The slump in the value of Indonesia’s rupiah has revived bitter memories of the 1997-98 Asian financial crisis, when a currency collapse pushed companies with large US dollar borrowings into bankruptcy, tripping up the banking sector and sending the country spiralling into political and social turmoil.
With dollar interest rates kept low by the US Federal Reserve’s quantitative easing programme, companies in Indonesia and other emerging markets have loaded up on dollar debt over the past few years.
Fears over the Fed’s plans to start winding down its monetary stimulus have battered emerging market currencies from Brazil to Indonesia.
The rupiah has been the hardest hit of Asia's main currencies since the talk of Fed tapering surfaced in late May, down nearly 13 per cent against the dollar. That has driven the cost of servicing dollar loans sharply higher at a time when Indonesian companies are already facing rapidly rising wages and input costs.
But unlike in the prelude to the late 1990s crisis, companies and banks have been more restrained about how much they borrowed and for how long, and many without dollar revenues have put in place hedging strategies.
“The size and tenor of corporate debt looks quite safe at the moment because we have learnt a lot from the 1997-98 crisis,” says Wijayanto, managing director of the Paramadina Public Policy Institute, a Jakarta-based think tank, who like many Indonesians uses only one name.
Profit margins are likely to suffer at companies with large dollar debts and rupiah revenues, while weaker companies and banks inevitably remain exposed to further significant falls in the Indonesian currency.
Property groups will probably face the tightest squeeze, according to Fitch, the rating agency. Three of the most heavily exposed large developers are Alam Sutera, Jababeka and Lippo Karawaci, which borrowed in dollars to fund projects that will generate rupiah incomes.
Even so, they have currency hedges in place and were fortunate with their timing, closing key fund-raisings in the first half of the year when the cost of borrowing was lower. “These companies have a good maturity profile on their debt and while their profit margins will decrease they will still be very comfortable,” says Erlin Salim, a Jakarta-based analyst at Fitch.
As investors have grown skittish over the country’s economic vulnerabilities, despite a recent rally, Indonesian international corporate bonds have lost 7.2 per cent since mid-May, sending the average yield up to 8.23 per cent, from 6.33 per cent at the start of the year. The average yield for dollar-denominated emerging market corporate debt is 6.23 per cent.
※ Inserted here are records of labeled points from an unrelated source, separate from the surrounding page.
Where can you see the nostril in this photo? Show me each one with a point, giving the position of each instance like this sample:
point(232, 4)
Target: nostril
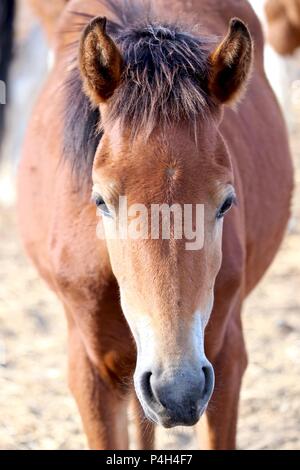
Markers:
point(146, 386)
point(208, 381)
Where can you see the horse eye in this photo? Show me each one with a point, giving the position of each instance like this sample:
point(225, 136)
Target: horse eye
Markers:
point(227, 205)
point(101, 205)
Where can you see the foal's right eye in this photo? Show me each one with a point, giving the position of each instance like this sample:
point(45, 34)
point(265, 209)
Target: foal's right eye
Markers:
point(101, 205)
Some companies are better placed than others to ride out the storm. Those with dollar revenues such as coal exporters Adaro Energy and Indika Energy have a ready source of foreign exchange to repay their debts.
Others facing a significant foreign currency mismatch such as Kalbe Farma, a pharmaceutical producer, and agri-food group Japfa Comfeed Indonesia, have market-leading positions in Indonesia and should be able to pass on some of these higher costs to customers over the next 12 months, says Ms Salim.
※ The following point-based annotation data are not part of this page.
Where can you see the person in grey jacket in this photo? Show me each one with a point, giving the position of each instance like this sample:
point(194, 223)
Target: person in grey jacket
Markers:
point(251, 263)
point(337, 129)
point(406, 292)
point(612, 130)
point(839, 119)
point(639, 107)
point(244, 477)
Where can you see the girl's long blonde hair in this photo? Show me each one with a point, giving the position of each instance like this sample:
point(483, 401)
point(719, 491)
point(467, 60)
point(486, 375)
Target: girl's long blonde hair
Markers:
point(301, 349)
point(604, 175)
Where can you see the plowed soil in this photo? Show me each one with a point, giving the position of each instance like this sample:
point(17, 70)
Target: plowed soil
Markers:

Some of the highly leveraged had already run into difficulties before the recent turbulence. Bakrieland Development, part of the business empire run by the influential Bakrie family, is facing legal action from a group of hedge funds who say the company has defaulted on a $155m bond.
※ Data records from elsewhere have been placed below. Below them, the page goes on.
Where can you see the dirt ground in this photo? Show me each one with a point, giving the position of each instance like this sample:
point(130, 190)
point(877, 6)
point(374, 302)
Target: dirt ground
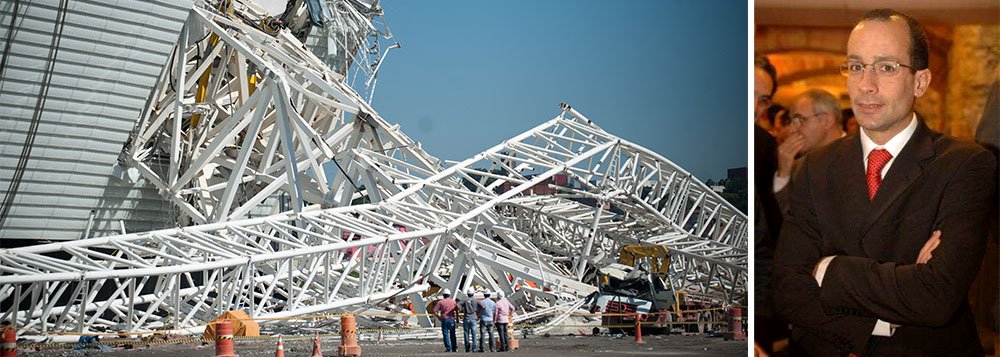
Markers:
point(577, 346)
In the banking sector, unhedged foreign currency exposure on average accounts for only 2 per cent of banks’ capital, according to Fitch. With capital adequacy ratios at about 18 per cent and gross non-performing loans at about 2 per cent, the sector looks resilient.
The chief executive of one local bank warns, though, that the relative strength of Indonesia’s “big four” lenders – Bank Mandiri, Bank Central Asia, Bank Negara Indonesia and Bank Rakyat Indonesia, which control more than 40 per cent of loans and deposits – could be masking weaknesses at some smaller banks.
With the outlook for the rupiah uncertain, Indonesian companies are not out of the woods quite yet, says Sarvesh Suri, country manager for the International Finance Corporation, the World Bank’s private sector lending arm.
But for now, investors’ greatest concern will be falling profit margins rather than a potential systemic corporate collapse.